Sergiu-Henric Grünberg

Personal information
- Born: 27 July 1947 (age 78) Bucharest, Romania

Chess career
- Country: Romania
- Title: International Master (1985)
- Peak rating: 2425 (January 1987)

= Sergiu-Henric Grünberg =

Romanian chess player

Sergiu-Henric Grünberg (born 27 July 1947) is a Romanian chess player, International Master (IM) (1985), Romanian Chess Championship winner (1985).

== Chess career ==
In the 1980s, Sergiu-Henric Grünberg was one of the leading Romanian chess players. 22 times he reached the final stage of the Romanian Chess Championships and gold (1985) and bronze (1978) medals. With chess clubs University of Bucharest and AEM Timisoara he ten times won Romanian Chess Team Championships.

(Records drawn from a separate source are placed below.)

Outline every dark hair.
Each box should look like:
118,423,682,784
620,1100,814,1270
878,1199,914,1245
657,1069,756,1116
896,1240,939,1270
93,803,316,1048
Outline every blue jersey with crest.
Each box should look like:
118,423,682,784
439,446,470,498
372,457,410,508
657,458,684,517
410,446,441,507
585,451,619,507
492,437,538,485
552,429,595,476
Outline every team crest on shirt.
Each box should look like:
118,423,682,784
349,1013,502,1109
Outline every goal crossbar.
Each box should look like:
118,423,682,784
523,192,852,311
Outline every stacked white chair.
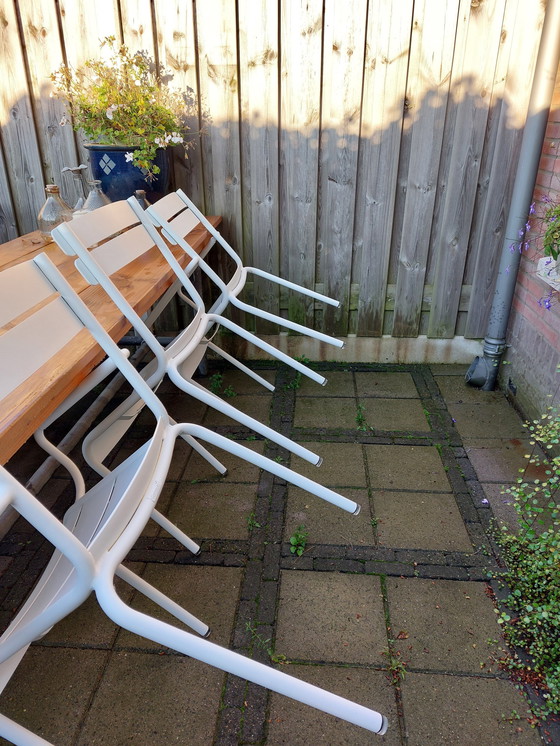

Sergiu-Henric Grünberg represented the Romanian team in 1st World Team Chess Championship in Lucerne.

In 1985, Sergiu-Henric Grünberg was awarded the FIDE International Master (IM) title.

From 1980 he started chess training, first young people and later also adults. Sergiu-Henric Grünberg worked as a trainer at AEM-LUXTEN in Timișoara, where he also held the title of chess club president. Between the 1982–1998 he was a member of the Central Collegium of trainers in Romanian Chess Federation and from 2006 its president. In the 1990–1992 and 1996–2001 he was the Vice President of the Romanian Chess Federation.

== Personal life ==
In 1970 Sergiu-Henric Grünberg successfully graduated from the Politehnica University of Bucharest Faculty of Electrical Engineering.
He is father of Mihai-Lucian Grünberg (born 1976) who won Romanian Chess Championship in 2003.